A fiscalização enfrenta obstáculos práticos. Identificar apostadores, a origem das informações e possíveis violações de confidencialidade exige recursos que a CFTC raramente possui. Além disso, existe um paradoxo inerente ao modelo: os mercados de previsão funcionam melhor quando pessoas “bem informadas” participam, mas se indivíduos com mais conhecimento não apostam, a qualidade dos “preços” diminui.

Legitimidade

O presidente da Indian Gaming Association (IGA), David Bean, manifestou-se sobre o caso durante um webinar da organização, classificando o episódio como “um escândalo”, adianta a CDC Gaming. Bean sugeriu que o apostador poderia ter conexões com a Casa Branca ou com a administração Trump, questionando: “Ter alguém na Casa Branca com informações privilegiadas fazendo uma aposta é completamente ilegal.
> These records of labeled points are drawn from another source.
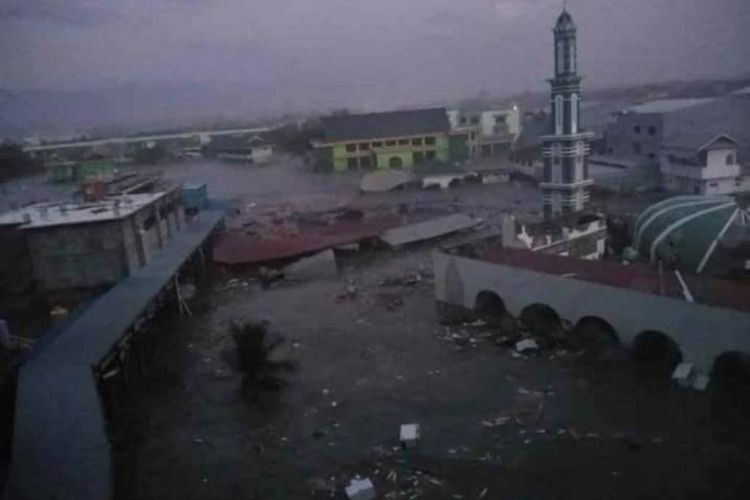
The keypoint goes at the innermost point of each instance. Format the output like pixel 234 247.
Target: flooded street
pixel 547 426
pixel 493 424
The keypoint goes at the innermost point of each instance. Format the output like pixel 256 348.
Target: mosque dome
pixel 684 231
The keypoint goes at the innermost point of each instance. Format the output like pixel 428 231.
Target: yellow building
pixel 395 139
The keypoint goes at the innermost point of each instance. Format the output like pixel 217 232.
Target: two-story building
pixel 697 166
pixel 394 139
pixel 486 133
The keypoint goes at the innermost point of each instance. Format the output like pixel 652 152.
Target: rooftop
pixel 42 215
pixel 637 277
pixel 388 124
pixel 668 105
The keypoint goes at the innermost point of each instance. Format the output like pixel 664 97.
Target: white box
pixel 360 489
pixel 526 345
pixel 409 435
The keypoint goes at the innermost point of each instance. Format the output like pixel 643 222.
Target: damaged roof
pixel 388 124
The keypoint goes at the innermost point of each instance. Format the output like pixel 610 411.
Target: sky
pixel 375 50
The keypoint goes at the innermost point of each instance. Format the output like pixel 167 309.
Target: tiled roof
pixel 388 124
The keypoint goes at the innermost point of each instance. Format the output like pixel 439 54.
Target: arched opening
pixel 594 335
pixel 656 351
pixel 731 370
pixel 540 320
pixel 489 305
pixel 730 378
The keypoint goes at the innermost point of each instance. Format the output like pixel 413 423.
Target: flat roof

Este é apenas um exemplo de quão fora de controle esses mercados de previsão estão”.

Bean também destacou que a IGA está focada em pressionar o Congresso americano e em ações judiciais para interromper os mercados de previsão de apostas esportivas, que considera uma ameaça à soberania tribal. Segundo ele, a CFTC não está cumprindo adequadamente seu papel regulatório.
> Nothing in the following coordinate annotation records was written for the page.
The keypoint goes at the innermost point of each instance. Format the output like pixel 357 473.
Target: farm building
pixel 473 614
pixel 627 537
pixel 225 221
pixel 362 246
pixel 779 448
Outro ponto controverso surgiu quando apostadores que apostaram que a Venezuela seria invadida ficaram insatisfeitos por não receberem pagamentos do Polymarket, já que a operadora classificou o evento como um “sequestro” e não uma invasão. Como observou Jason Giles, diretor executivo da IGA, “eles estão inventando as regras conforme avançam”.

Ainda não está definido como as autoridades reguladoras responderão a esses casos específicos ou se novas regras serão implementadas para abordar essas questões nos mercados de previsão.

O crescimento de plataformas como Polymarket e Kalshi continuará suscitando debates sobre a fronteira entre análise especializada e uso de informações privilegiadas.

As plataformas envolvidas não emitiram pronunciamentos oficiais sobre os casos mencionados, mantendo incertezas sobre como lidarão com situações semelhantes no futuro.